In Japan you read more books written by Peruvian authors than when you were in Peru. You find yourself waiting for the release of something new written by Mario Vargas Llosa or Alfredo Bryce Echenique. You read a few Japanese novels but only because a friend let you borrow them, for example, The Dam or A Personal Question by Kenzaburo Oe who was just awarded the Nobel Prize. Out of sheer curiosity you find yourself wanting to know more about an author of whom you knew nothing before.

You visited neither Mount Fuji nor the Kyoto Temple, not even the Imperial Palace. Forget about Tokyo Disney. And it was so easy to do too; you only had to hop on a train. You preferred to watch videos or perhaps go to a party hosted by Peruvians where you could dance Peruvian style—the Meneíto or the Macarena, among others.

What about Japanese food? Nope. Peruvian meals at home. When out and about, you went to restaurants that served international cuisine and all meat. Or you went to McDonalds. Peruvian restaurants. You almost never ate sushi, but you got your fair share of lomo saltado (Peruvian beef stir fry).

When were the elections in Japan?

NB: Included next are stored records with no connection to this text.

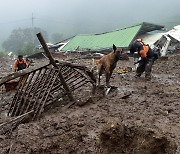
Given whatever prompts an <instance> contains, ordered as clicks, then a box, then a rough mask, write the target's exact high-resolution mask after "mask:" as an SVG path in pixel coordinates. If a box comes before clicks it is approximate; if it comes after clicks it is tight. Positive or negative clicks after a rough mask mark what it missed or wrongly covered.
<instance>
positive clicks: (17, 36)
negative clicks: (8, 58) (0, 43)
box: [2, 27, 48, 55]
mask: <svg viewBox="0 0 180 154" xmlns="http://www.w3.org/2000/svg"><path fill="white" fill-rule="evenodd" d="M39 32H41V33H42V35H43V37H44V39H45V40H46V42H47V41H48V35H47V32H46V31H44V30H42V29H40V28H37V27H35V28H33V29H32V28H25V29H21V28H19V29H14V30H13V31H12V32H11V35H10V36H9V38H8V39H7V40H6V41H4V42H3V44H2V47H3V48H4V49H5V51H8V52H9V51H12V52H14V53H15V54H23V55H30V54H33V53H34V52H35V46H36V45H37V44H40V43H39V40H38V39H37V37H36V35H35V34H37V33H39Z"/></svg>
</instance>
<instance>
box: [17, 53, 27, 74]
mask: <svg viewBox="0 0 180 154" xmlns="http://www.w3.org/2000/svg"><path fill="white" fill-rule="evenodd" d="M27 67H28V63H27V61H26V60H25V59H23V55H18V59H16V61H15V63H14V72H16V71H19V70H23V69H25V68H27Z"/></svg>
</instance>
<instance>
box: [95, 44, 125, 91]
mask: <svg viewBox="0 0 180 154" xmlns="http://www.w3.org/2000/svg"><path fill="white" fill-rule="evenodd" d="M123 54H125V53H123V51H122V49H121V48H117V47H116V46H115V45H114V44H113V51H112V52H110V53H109V54H107V55H105V56H103V57H102V58H101V59H100V60H99V61H97V62H96V65H97V75H98V85H100V77H101V75H102V73H103V72H105V76H106V86H107V87H109V80H110V78H111V75H112V72H113V70H114V69H115V67H116V65H117V62H118V60H120V59H122V58H123Z"/></svg>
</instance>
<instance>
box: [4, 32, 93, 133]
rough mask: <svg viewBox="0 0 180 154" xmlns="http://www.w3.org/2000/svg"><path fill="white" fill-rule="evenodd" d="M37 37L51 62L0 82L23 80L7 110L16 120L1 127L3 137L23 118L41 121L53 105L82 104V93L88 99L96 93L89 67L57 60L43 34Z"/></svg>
mask: <svg viewBox="0 0 180 154" xmlns="http://www.w3.org/2000/svg"><path fill="white" fill-rule="evenodd" d="M37 37H38V39H39V40H40V42H41V44H42V46H43V48H44V50H45V53H46V56H47V57H48V58H49V60H50V63H49V64H46V65H44V66H41V67H39V68H32V67H31V68H27V69H26V70H22V71H19V72H16V73H13V74H10V75H9V76H6V77H3V78H2V79H1V80H0V86H1V85H3V84H4V83H6V82H8V81H10V80H12V79H15V78H20V79H19V83H18V87H17V91H16V93H15V95H14V98H13V101H12V102H11V105H10V108H9V111H8V115H9V116H10V117H15V118H13V119H12V120H11V121H10V122H8V123H7V122H6V123H3V124H1V125H0V134H3V133H5V132H6V131H7V130H9V129H12V125H13V126H14V127H15V126H16V125H18V124H19V121H22V120H23V119H27V118H28V119H30V120H35V119H37V118H39V116H40V115H41V113H42V112H43V111H44V108H45V107H46V106H48V105H50V104H52V103H54V102H57V101H60V100H63V99H65V97H67V98H68V99H69V100H70V101H72V102H75V101H82V100H81V98H80V97H79V96H78V95H79V93H80V91H81V90H83V92H85V94H86V97H85V98H86V99H88V97H90V96H91V93H92V90H94V87H95V82H96V80H95V78H94V76H93V73H92V72H91V71H89V70H88V68H86V67H85V66H79V65H75V64H71V63H67V62H58V61H54V59H53V58H52V56H51V54H50V52H49V50H48V47H47V45H46V43H45V41H44V39H43V37H42V36H41V34H40V33H39V34H37ZM82 99H84V98H82Z"/></svg>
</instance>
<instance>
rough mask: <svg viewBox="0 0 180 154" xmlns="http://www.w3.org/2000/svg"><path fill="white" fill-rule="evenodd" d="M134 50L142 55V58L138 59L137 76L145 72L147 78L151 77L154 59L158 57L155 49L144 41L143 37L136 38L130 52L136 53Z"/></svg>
mask: <svg viewBox="0 0 180 154" xmlns="http://www.w3.org/2000/svg"><path fill="white" fill-rule="evenodd" d="M134 52H138V55H139V56H140V57H141V60H139V61H138V63H139V64H138V67H137V69H136V76H135V77H140V76H141V75H142V73H143V72H145V79H146V80H150V79H151V70H152V66H153V64H154V61H155V60H156V59H157V55H156V54H155V53H154V52H153V50H152V49H151V48H150V47H149V45H146V44H144V43H143V42H142V39H136V40H135V41H134V42H133V43H132V45H131V47H130V53H131V54H134Z"/></svg>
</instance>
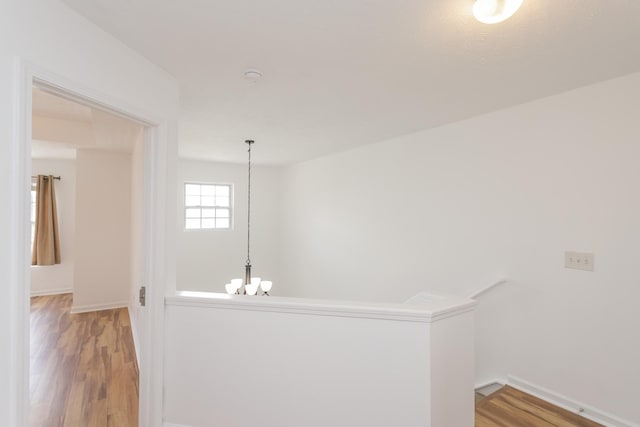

Who was the first prime minister? You don’t know these answers but you don’t care. But if these questions were being asked of you in relation to Peru and President Alberto Fujimoro’s reelection, you would know how to respond.

You spend almost seven years in the country of your maternal and paternal grandparents and nothing interests you about the culture, its people, the language, its attractive tourist spots, or its history. Nothing. Why? Perhaps because you never felt more Peruvian than in those seven years in Japan, and you believe that the farther you are away from Japan the closer you are to Peru. If you get too close to Japan, you feel that you are betraying Peru. Of course, you think now “How silly!”

You also don’t feel like a Nikkei Peruvian; rather, you feel just like a Peruvian because you are above ethnic origins and surnames and the rest of it.

“De tal padre, tal hijo” (Father and Son) by Hirokazu Koreeda

Everything changed in Peru. You discover that Takeshi Kitano wasn’t just some two-bit comic on T.V. (as you thought when you were in Japan), but he also was a great film maker. Since finding this out, you have watched almost all of his movies. You also finally watched movies by Akira Kurosawa and Yasujiro Ozu. You discover Hirokazu Koreeda and he becomes one of your favorite directors.

In Peru, you finally read such authors as Yasunari Kawabata, Yukio Mishima, and Natsume Soseki. You discover Hiromi Kawakami, Natsuo Kirino, and Keigo Higashino. Above all, you read for the first time Tokyo Blues by Haruki Murakami. And just like when you were still in Peru where you kept up with what Vargas Llosa was writing, you do the same with Murukami (although now each time with less enthusiasm because it takes longer to digest so many stories with talking cats and small creatures that crawl out of a child’s mouth).

You no longer watch comedies, sports, or Peruvian entertainment on television because you prefer to invest your time enjoying, for example, Shall We Dance, which you ignored when you lived in Japan.

In terms of Japanese history, you only knew what they taught you in school: atomic bombs being dropped over Hiroshima and Nagasaki. In Japan, you could have visited the Hiroshima Museum of Peace; while in Okinawa, you could have discovered (but you didn’t at the time) that it was the site of the one of the most ferocious battles of World War II. Now you read about it in books that you seek out because you want to learn more about Japan’s role in the war and the accompanying horrors of that conflict.

What caused such a leap from indifference to keen interest in Japan? Perhaps time, distance, the years, etc., have opened my eyes, expanded my horizons, and freed me from the intellectual ghetto. In the process, I learned that Japan has so much to offer.

To wrap up, the best thing about it all is that there are many Japanese authors, filmmakers, and stories that are waiting to be known. No longer is Japan a foreign country but rather a fascinating world to be discovered.